She took her father’s arm and went out into the street. She hoped that the life there would mount to her head so that she might forget her sorrow. “If I do not succeed,” she thought, “if I can find no distraction, I must die.”

Now in Diamante there was a poor old stone-cutter, who had thought of earning a few soldi during the festival. He had made a couple of small busts out of lava, of San Sebastiano and of Pope Leo XIII. And as he knew that many in Diamante loved Gaetano, and grieved over his fate, he also made a few portraits of him.
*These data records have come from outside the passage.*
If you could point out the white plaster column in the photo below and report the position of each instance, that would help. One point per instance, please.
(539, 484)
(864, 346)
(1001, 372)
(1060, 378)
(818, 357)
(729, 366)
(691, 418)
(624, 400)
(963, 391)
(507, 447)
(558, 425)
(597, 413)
Just as Donna Micaela came out into the street she met the man, and he offered her his wretched little images.

“Buy Don Gaetano Alagona, Donna Micaela,” said the man; “buy Don Gaetano, whom the government has put in prison because he wished to help Sicily.”

Donna Micaela pressed her father’s arm hard and went hurriedly on.

In the Café Europa the son of the innkeeper stood and sang canzoni. He had composed a few new ones for the festival, and among others some about Gaetano. For he could not know that people did not care to hear of him.

When Donna Micaela passed by the café and heard the singing, she stopped and listened.

“Alas, Gaetano Alagona!” sang the young man. “Songs are mighty. I shall sing you free with my songs. First I will send you the slender canzone. He shall glide in between your prison-gratings, and break them. Then I will send you the sonnet, that is fair as a woman, and which will corrupt your guards. I will compose a glorious ode to you, which will shake the walls of your prison with its lofty rhythms. But if none of these help you, I will burst out in the glorious epos, that has hosts of words. Oh, Gaetano, mighty as an army it marches on! All the legions of ancient Rome would not have had the strength to stop it!”

Donna Micaela hung convulsively on her father’s arm, but she did not speak, and went on.

Then Cavaliere Palmeri began to speak of Gaetano. “I did not know that he was so beloved,” he said.